26 mars 2008
Il pleure dans mon coeur

Il pleure dans mon coeur
Comme il pleut sur la ville ;
Quelle est cette langueur
Qui pénètre mon coeur ?
Ô bruit doux de la pluie
Par terre et sur les toits !
Pour un coeur qui s'ennuie,
Ô le chant de la pluie !
Il pleure sans raison
Dans ce coeur qui s'écoeure.
Quoi ! nulle trahison ?...
Ce deuil est sans raison.
C'est bien la pire peine
De ne savoir pourquoi
Sans amour et sans haine
Mon coeur a tant de peine !
Paul Verlaine, Romances sans parole
27 novembre 2007
Nostalgie bretonne
Qui me rendra la lande effritée
Cachée dans la dune,
La fumée des goémons faisant brume,
Et le vent
Le vent ?
Henri Queffélec
Poètes de Bretagne, Anthologie, Charles Le Quintrec
21 mai 2007
Débarqué
qui sait pourquoi l’eau monte recouvrant inexorablement l’estran de nos humeurs ?

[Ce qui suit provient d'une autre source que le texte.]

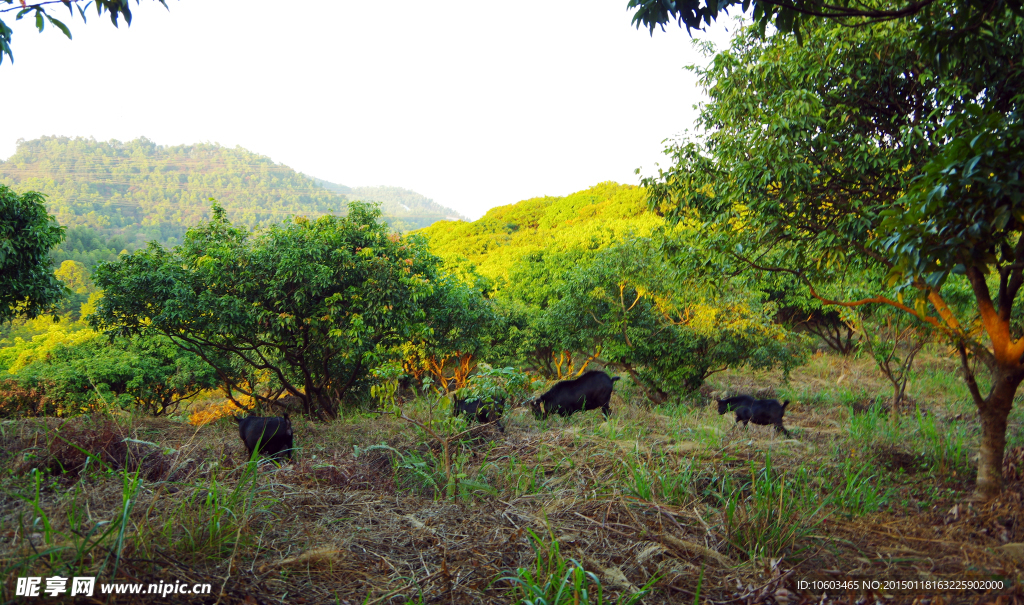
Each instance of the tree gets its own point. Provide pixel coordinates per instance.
(857, 152)
(670, 327)
(150, 374)
(967, 17)
(116, 8)
(315, 305)
(28, 286)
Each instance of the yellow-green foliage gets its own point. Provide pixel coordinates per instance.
(18, 353)
(590, 219)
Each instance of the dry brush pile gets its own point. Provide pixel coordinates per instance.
(676, 505)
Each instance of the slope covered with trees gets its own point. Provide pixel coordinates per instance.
(141, 191)
(584, 221)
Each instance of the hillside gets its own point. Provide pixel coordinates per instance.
(590, 219)
(141, 190)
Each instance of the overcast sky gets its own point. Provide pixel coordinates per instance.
(474, 104)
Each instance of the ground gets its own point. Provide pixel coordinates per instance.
(674, 499)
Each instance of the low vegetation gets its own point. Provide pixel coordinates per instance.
(655, 505)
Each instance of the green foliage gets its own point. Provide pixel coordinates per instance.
(496, 384)
(123, 195)
(85, 372)
(315, 305)
(28, 286)
(943, 25)
(669, 325)
(862, 153)
(587, 220)
(115, 8)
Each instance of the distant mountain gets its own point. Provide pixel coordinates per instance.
(138, 190)
(400, 206)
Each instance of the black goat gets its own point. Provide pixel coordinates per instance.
(269, 436)
(483, 412)
(590, 391)
(759, 412)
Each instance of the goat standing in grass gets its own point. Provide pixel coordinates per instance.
(759, 412)
(269, 436)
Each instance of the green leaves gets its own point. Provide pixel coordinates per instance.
(28, 286)
(116, 8)
(310, 307)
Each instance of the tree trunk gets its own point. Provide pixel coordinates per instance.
(993, 413)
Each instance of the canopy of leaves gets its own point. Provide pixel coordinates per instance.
(77, 376)
(117, 9)
(584, 222)
(972, 17)
(315, 305)
(28, 286)
(669, 325)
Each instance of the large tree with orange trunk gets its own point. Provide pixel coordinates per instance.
(855, 154)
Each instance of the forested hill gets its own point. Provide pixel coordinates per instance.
(140, 190)
(398, 205)
(587, 220)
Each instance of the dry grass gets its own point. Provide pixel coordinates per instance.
(641, 499)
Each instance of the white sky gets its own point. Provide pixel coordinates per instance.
(474, 104)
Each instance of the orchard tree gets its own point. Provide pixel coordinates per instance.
(669, 326)
(942, 24)
(855, 152)
(28, 286)
(315, 305)
(115, 8)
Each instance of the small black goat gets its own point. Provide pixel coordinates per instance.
(483, 412)
(759, 412)
(272, 436)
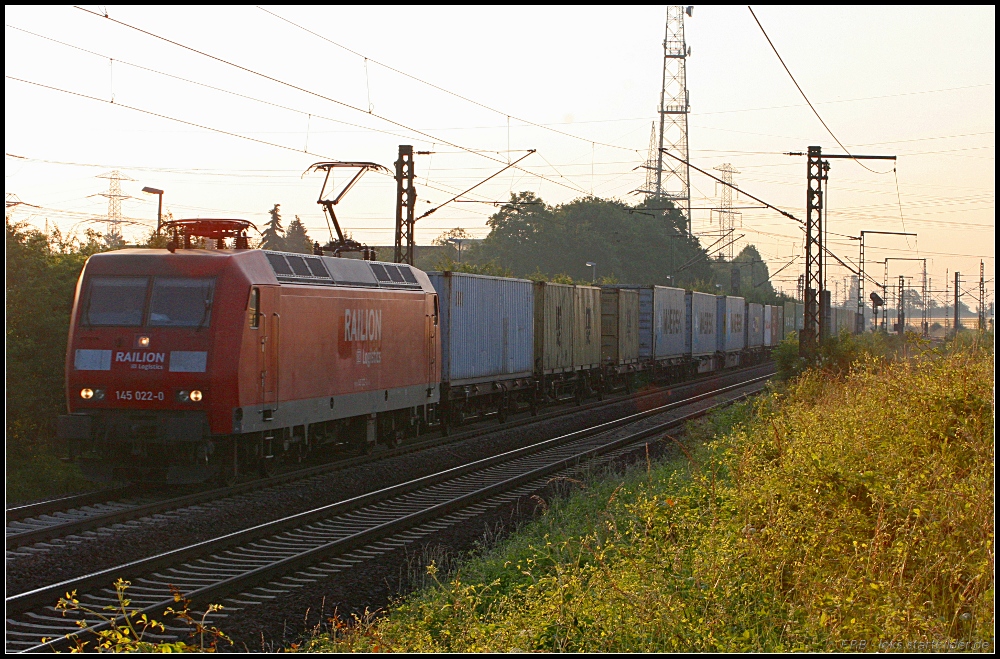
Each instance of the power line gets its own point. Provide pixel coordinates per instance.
(438, 87)
(316, 94)
(799, 87)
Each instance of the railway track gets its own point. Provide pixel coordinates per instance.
(259, 563)
(67, 516)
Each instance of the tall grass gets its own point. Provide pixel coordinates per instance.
(851, 511)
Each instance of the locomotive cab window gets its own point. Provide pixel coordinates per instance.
(254, 308)
(181, 302)
(116, 301)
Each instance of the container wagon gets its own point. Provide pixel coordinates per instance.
(755, 331)
(487, 343)
(778, 320)
(789, 317)
(701, 328)
(668, 337)
(567, 338)
(729, 331)
(619, 336)
(768, 325)
(201, 364)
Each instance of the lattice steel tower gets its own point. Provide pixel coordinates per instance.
(115, 196)
(673, 177)
(726, 215)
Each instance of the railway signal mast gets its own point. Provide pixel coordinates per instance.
(672, 180)
(817, 311)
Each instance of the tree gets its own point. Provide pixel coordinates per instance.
(640, 244)
(296, 238)
(42, 272)
(273, 236)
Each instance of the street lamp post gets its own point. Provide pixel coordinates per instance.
(457, 241)
(159, 209)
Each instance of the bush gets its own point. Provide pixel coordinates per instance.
(848, 507)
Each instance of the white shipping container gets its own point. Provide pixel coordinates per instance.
(730, 335)
(668, 312)
(619, 325)
(778, 319)
(789, 316)
(701, 312)
(487, 329)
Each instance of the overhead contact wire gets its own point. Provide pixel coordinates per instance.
(305, 91)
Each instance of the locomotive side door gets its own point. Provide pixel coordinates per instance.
(432, 321)
(269, 321)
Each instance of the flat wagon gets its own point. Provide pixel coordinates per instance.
(487, 343)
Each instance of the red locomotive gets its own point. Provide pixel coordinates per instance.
(185, 365)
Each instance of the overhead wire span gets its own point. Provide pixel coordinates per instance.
(741, 190)
(181, 121)
(432, 210)
(799, 87)
(304, 90)
(164, 116)
(202, 84)
(438, 87)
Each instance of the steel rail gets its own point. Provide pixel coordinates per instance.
(17, 513)
(270, 550)
(56, 523)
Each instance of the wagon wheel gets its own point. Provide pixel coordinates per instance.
(229, 468)
(265, 468)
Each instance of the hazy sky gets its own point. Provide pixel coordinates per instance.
(917, 82)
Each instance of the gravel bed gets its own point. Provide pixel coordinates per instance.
(372, 585)
(61, 559)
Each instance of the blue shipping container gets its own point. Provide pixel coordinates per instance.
(487, 327)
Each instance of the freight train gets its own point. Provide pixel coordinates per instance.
(191, 365)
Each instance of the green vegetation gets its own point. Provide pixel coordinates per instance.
(852, 506)
(126, 627)
(640, 244)
(42, 272)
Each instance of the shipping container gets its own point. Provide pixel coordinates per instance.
(553, 323)
(487, 327)
(729, 323)
(619, 326)
(646, 316)
(701, 311)
(668, 326)
(587, 327)
(755, 325)
(778, 316)
(789, 317)
(768, 325)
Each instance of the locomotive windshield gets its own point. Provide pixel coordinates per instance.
(181, 302)
(117, 301)
(173, 302)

débarqués sur les sables, échoués de nos récifs
et ce goût de sang mêlé de sel qui nous noie de brumes
sans que se brise le silence de nos amarres
© Yann Le Rousic
17 mai 2007 - La traversée des temps qui passent - Débarqué
14 février 2007
Korydwen et Le Rouge de Kenholl
C'est une histoire dans la tradition des gwerziou de Basse-Bretagne. La "gwerz" est un chant à caractère historique ou légendaire, les deux étant souvent mêlés dans un récit toujours dramatique, fréquemment
teinté de fantastique, de merveilleux et d'ésotérisme. Ce voyage de Korydwen est émaillé de nombreuses références à la mythologie irlandaise ou celtique.

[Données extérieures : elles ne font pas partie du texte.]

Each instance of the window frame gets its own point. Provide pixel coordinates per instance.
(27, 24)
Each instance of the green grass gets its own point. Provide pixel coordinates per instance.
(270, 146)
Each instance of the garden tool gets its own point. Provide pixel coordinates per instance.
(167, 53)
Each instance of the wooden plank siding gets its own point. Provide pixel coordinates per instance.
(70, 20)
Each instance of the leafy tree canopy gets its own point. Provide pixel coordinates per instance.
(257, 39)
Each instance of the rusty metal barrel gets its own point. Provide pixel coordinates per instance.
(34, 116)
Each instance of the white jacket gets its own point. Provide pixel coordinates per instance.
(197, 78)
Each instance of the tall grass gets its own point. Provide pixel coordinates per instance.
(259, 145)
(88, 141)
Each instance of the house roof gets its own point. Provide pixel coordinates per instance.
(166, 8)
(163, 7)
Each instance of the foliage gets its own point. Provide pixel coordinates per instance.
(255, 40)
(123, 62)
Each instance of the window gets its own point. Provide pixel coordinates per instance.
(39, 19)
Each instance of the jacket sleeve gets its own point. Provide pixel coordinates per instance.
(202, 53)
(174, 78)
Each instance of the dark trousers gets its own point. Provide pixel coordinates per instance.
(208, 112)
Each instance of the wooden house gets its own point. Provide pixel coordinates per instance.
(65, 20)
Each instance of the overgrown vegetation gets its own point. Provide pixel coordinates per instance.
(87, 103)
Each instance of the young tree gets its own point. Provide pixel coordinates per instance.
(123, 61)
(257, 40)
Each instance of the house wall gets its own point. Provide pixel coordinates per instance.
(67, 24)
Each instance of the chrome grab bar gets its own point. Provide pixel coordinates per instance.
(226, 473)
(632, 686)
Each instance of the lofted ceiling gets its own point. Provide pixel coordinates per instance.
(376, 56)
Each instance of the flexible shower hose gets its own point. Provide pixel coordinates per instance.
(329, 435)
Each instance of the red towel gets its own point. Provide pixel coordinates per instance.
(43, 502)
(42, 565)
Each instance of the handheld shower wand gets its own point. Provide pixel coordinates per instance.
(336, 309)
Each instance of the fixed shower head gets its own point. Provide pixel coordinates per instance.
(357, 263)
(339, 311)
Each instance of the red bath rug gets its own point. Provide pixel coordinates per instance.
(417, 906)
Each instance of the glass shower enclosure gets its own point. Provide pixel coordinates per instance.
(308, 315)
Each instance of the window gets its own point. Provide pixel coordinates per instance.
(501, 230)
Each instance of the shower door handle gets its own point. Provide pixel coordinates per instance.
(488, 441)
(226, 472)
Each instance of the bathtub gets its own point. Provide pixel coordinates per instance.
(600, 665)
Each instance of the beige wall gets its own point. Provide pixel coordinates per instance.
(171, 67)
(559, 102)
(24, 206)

Voici donc les paroles d'une chanson de Tri Yann :
Korydwen et Le Rouge de Kenholl
Korydwen, Korydwen, pourquoi t'en être allée
au premier jour de mai de ta quinzième année,
fillette païenne, couronnée d'épis de blé;
à la fraîche fontaine, dans le bois aux sorbiers ?
De s'en venir de Vannes trois hommes, trois cavaliers,
au Pardon de Sainte Anne s'en allant chevaucher,
de Sainte Anne près de Nantes, sur un rocher dressée.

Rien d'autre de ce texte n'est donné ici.